Czytaj Dziennik Wschodni bez ograniczeń. Sprawdź naszą ofertę
Nowa droga zaczynałaby się skrzyżowaniem z drogą krajową nr 19, dalej biegłaby za lasem Stary Gaj, następnie śladem dzisiejszej ul. Żeglarskiej i jej przedłużeniem dochodziłaby do ul. Abramowickiej. – Dalej, najprawdopodobniej przez Zorzę, podciągnęlibyśmy ją do węzła Witosa – mówi Krzysztof Żuk, prezydent Lublina. – Przebieg podlega jeszcze dyskusjom, ale jest wstępnie wyznaczony.
Plany te budzą wiele kontrowersji. Jedni widzą w nich tu szansę na dodatkową drogę przez miasto. Inni dostrzegają raczej arterię, która wypłoszy zwierzynę ze Starego Gaju, odetnie miasto od Zalewu Zemborzyckiego i zburzy spokój mieszkańców najdalszej części Wrotkowa.
– Podstawową sprawą jest skala tej drogi – podkreśla Jan Kamiński, przewodniczący Rady Kultury Przestrzeni przy prezydencie Lublina. – Jesteśmy gotowi o niej rozmawiać, ale powinny być przeprowadzone też analizy krajobrazowe, żeby nie był to tylko projekt typowo drogowy.
– Będziemy jeszcze dyskutować o tym, jak zabezpieczyć wiaduktami dostęp do zalewu, jak nie zniszczyć układu komunikacyjnego – deklaruje prezydent. Czasu na dyskusje jest jeszcze sporo, bo inwestycja nie ruszy przed rokiem 2023. Miasto nie ma pieniędzy na taką budowę, a chciałoby je zdobyć z kolejnego rozdania unijnych funduszy będącego na razie wielką niewiadomą.

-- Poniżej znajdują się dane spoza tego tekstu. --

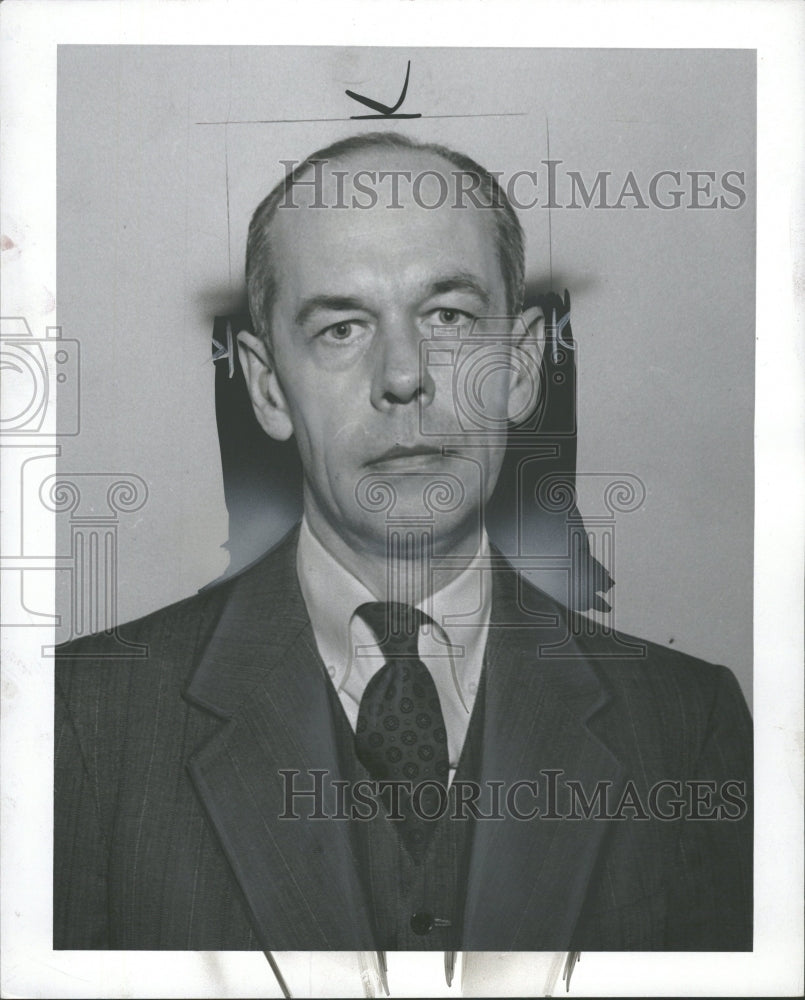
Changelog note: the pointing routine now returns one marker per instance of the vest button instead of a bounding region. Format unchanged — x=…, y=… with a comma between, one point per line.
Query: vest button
x=422, y=923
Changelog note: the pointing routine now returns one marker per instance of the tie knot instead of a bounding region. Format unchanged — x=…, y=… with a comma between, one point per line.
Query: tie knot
x=395, y=626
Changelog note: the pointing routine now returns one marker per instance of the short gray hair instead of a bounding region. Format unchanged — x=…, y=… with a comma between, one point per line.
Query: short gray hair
x=261, y=282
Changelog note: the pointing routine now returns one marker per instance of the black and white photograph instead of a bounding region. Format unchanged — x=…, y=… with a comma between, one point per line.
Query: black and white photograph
x=388, y=521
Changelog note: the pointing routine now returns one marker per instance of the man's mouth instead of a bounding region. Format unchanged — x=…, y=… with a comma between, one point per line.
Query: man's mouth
x=402, y=454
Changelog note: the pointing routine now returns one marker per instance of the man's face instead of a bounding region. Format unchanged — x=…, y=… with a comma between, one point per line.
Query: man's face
x=398, y=415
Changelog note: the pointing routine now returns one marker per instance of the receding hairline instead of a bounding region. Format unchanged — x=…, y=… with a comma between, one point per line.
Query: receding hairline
x=506, y=230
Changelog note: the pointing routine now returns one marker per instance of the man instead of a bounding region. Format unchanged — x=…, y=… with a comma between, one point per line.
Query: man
x=379, y=736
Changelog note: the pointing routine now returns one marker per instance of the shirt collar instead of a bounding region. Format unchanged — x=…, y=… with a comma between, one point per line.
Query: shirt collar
x=461, y=608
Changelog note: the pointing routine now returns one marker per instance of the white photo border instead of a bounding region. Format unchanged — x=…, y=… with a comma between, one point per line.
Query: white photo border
x=30, y=34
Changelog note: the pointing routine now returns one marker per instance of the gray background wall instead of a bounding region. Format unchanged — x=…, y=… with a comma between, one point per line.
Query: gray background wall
x=150, y=249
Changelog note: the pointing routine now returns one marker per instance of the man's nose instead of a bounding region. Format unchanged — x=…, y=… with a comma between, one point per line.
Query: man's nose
x=400, y=375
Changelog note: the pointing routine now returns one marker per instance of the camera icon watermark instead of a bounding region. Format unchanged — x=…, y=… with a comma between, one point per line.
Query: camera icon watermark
x=472, y=364
x=35, y=370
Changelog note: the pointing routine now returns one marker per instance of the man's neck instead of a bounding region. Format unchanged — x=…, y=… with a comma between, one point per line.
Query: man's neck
x=409, y=573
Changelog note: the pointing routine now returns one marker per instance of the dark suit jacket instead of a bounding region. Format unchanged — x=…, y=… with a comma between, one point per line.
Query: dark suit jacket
x=168, y=794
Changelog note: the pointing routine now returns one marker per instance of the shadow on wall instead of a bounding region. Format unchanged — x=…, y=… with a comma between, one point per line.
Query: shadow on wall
x=263, y=477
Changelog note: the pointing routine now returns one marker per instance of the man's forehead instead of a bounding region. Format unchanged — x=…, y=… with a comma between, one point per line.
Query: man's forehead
x=379, y=206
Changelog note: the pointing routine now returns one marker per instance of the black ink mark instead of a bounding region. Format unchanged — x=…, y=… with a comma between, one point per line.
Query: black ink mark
x=385, y=110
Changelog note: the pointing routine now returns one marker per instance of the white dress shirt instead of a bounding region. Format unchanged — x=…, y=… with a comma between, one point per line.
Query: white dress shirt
x=452, y=649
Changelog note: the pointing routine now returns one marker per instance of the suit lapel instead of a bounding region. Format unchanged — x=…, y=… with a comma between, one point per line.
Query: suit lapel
x=528, y=878
x=262, y=675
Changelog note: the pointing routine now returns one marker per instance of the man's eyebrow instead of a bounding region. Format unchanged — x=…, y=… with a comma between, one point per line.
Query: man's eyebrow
x=335, y=303
x=461, y=282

Ratusz konsekwentnie unika nazywania planowanej trasy „południową obwodnicą Lublina” i twierdzi, że to droga mająca połączyć Węglin z Felinem. – Ta droga będzie maksymalnie zawężona. Nie będzie mieć parametrów drogi ekspresowej, ale miejskiej, dwujezdniowej ulicy z dwoma pasami na każdej jezdni – zapewnia Żuk. Droga przypominać miałaby szerokością na przykład ul. Filaretów albo ul. Armii Krajowej.
Obwodnicy z prawdziwego zdarzenia, podobnej do tej od strony północnej, raczej już nie będzie. Ratusz nalegał na to, by miejsce na taką drogę znalazło się w gminie Konopnica. Mimo próśb Lublina, władze gminy postanowiły inaczej opisać przyszłość tych gruntów w swoim planie zagospodarowania terenu. Nieruchomości, przez które mogłaby biec południowa obwodnica, zostały przeznaczone pod budownictwo mieszkaniowe.